Weeks after Facebook removed Donald Trump re-election ads that appeared to include a Nazi symbol, critics on social media say the president's campaign is at it again.
This time, a T-shirt being sold by the campaign features an image that's eerily similar to the national insignia of Adolf Hitler's Germany. However, the campaign is dismissing those allegations as “moronic.”
Newsweek reports: Twitter users say that the position of the eagle is uncomfortably close to the national insignia of Nazi Germany. Adolf Hitler ordered a stylized eagle combined with the Nazi swastika to become the national emblem, which can be referred to as the Reichsadler or the Nazi eagle. It features the bird looking to its right with its wings spread, and its talons holding a wreath with a Nazi swastika inside. After World War Two, the imagery was adopted by neo-Nazis and other white supremacists worldwide, according to the Anti Defamation League. The eagle has been an American symbol for more than two centuries but the version designed in 1782 has an olive branch in its right talon representing peace and a scroll in its beak with the motto E Pluribus Unum, meaning “one out of many.”

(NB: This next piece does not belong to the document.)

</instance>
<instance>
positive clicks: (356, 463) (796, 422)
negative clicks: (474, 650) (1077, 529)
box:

More from the Daily Caller: The Trump campaign dismissed the allegations as “moronic” in a statement to the Daily Caller and pointed to a long American legacy of using the bald eagle to represent the country. Bend the Arc: Jewish Action circulated the images Wednesday morning, writing “The President of the United States is campaigning for reelection with a Nazi symbol. Again. On the left: an official Trump/Pence ‘America First' tee. On the right; the Iron Eagle, the official symbol of the Nazi party.” … The Anti-Defamation League (ADL) lists the Nazi Eagle as a hate symbol based off the German coat of arms, but later “appropriated by neo-Nazis and other white supremacists worldwide” after World War II. ADL writes that “the symbol originally featured an eagle clutching a swastika, but many variations replace the swastika with some other hate symbol, such as SS bolts or a Celtic Cross. Occasionally, extremists will leave the circle blank where the swastika normally would appear; this seems to be more common in countries where the swastika is prohibited.”